News Release

University of Michigan awarded $4.9 million to help reduce obesity in preschool children

USDA's National Institute of Food and Agriculture grant will support childhood obesity prevention programs for Head Start preschoolers

Grant and Award Announcement

Michigan Medicine - University of Michigan

Dr. Julie Lumeng, University of Michigan

image: The USDA's National Institute of Food and Agriculture has awarded $4.9 million to the University of Michigan to reduce the prevalence of childhood obesity among Head Start preschoolers in Michigan. Dr. Julie Lumeng will lead the research team. view more 

Credit: University of Michigan Health System

ANN ARBOR, Mich. – The USDA's National Institute of Food and Agriculture has awarded $4.9 million to the University of Michigan to reduce the prevalence of childhood obesity among Head Start preschoolers in Michigan.

The preschool years are a critical time for developing eating behaviors. Among 4-year-olds in the United States, nearly 1 in 5 is obese, and low-income children are 1.5 to 2 times more likely to be overweight than middle- or upper-income children.
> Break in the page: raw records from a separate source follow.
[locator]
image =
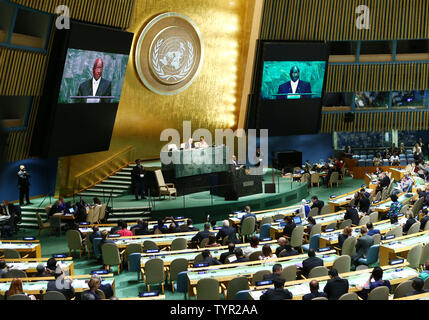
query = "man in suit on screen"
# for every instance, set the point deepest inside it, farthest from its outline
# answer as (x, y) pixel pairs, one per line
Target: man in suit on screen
(97, 86)
(294, 86)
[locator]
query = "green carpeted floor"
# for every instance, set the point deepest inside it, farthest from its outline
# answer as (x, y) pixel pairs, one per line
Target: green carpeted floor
(126, 283)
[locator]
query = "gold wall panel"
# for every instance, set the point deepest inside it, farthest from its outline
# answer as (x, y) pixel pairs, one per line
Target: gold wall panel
(211, 102)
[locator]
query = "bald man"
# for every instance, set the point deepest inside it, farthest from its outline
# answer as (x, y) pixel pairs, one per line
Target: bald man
(294, 86)
(97, 86)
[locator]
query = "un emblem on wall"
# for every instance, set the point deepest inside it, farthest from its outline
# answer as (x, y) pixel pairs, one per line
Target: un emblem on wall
(169, 53)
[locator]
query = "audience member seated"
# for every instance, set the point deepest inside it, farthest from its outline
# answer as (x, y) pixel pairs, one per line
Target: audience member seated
(254, 246)
(314, 291)
(207, 258)
(311, 262)
(418, 285)
(227, 231)
(267, 253)
(336, 286)
(394, 210)
(288, 250)
(288, 228)
(240, 256)
(317, 203)
(377, 276)
(277, 272)
(230, 252)
(278, 293)
(371, 230)
(124, 232)
(363, 243)
(212, 242)
(352, 214)
(16, 288)
(202, 234)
"Obesity is perhaps the most pressing nutritional problem in America, with childhood and adolescent obesity rates tripling in the past 30 years," says NIFA director Roger Beachy, Ph.D., who made the award announcement Monday at the University of Michigan's C.S. Mott Children's Hospital.

"A goal for NIFA is to support research and develop methods, built on sound science, that will reverse the rising trend of obesity and help children and their families adopt healthy eating habits that will last a lifetime."

Julie C. Lumeng, M.D., a behavioral pediatrician at Mott Children's Hospital, will lead a research team of faculty from the U-M School of Public Health, the U-M Center for Human Growth and Development, and Michigan State University.

With the NIFA grant, Lumeng and her team will develop an obesity intervention program based on the premise that enhancing a child's ability to control certain emotions and behaviors is a key component of effective obesity prevention.

The ability to inhibit an impulse and calm oneself in the face of stress are two examples of self-regulatory abilities.

"These abilities may be relevant to obesity prevention because children who are better able to cope with stress may be less likely to eat impulsively or in response to stress," says Lumeng, an assistant professor of pediatrics in the Division of Child Behavioral Health, and assistant research scientist at the Center for Human Growth and Development.

Researchers includes nutrition and child health experts Karen E. Peterson, D. Sc., U-M professor of environmental health sciences, director of the Human Nutrition Program at the U-M School of Public Health, and co-director of the Michigan Nutrition and Obesity Research Center; Alison Miller, Ph.D., assistant research professor at the U-M School of Public Health and assistant research professor at the Center for Human Growth; and Holly Brophy-Herb, Ph.D., and Mildred Horodynski, Ph.D., of Michigan State.

The trial will evaluate the response of 600 Head Start children and their families to the Preschool Obesity Prevention Series (POPS), a curriculum that focuses on obesity-related health behaviors.

Additionally, the team will evaluate the response to the POPS intervention combined with the Incredible Years Series (IYS), an evidence-based program designed to improve preschoolers' emotional and behavioral self-regulation.

The team proposes that combining intervention strategies of POPS and IYS will lead to the greatest improvements in obesity-related health behaviors.

Cooperative Extension and Head Start educators who collaborate in the project will receive training and educational curricula and assist in determining the effectiveness of the program. If successful, the results will be widely disseminated to teachers around the country.

The Michigan Head Start programs will include Jackson Community Action Agency, Michigan Family Resources, Walker, Mich., and EightCAP, headquartered in Greenville, Mich., north of Grand Rapids, Mich.

The grant is awarded through NIFA's Agriculture and Food Research Initiative (AFRI). AFRI supports childhood obesity prevention single-function research, education and extension projects; multi-function integrated research, education and extension projects; and Food and Agricultural Science Enhancement (FASE) grants.

The long-term outcome for this program is to reduce the prevalence of overweight and obese children and adolescents ages 2 to 19 years.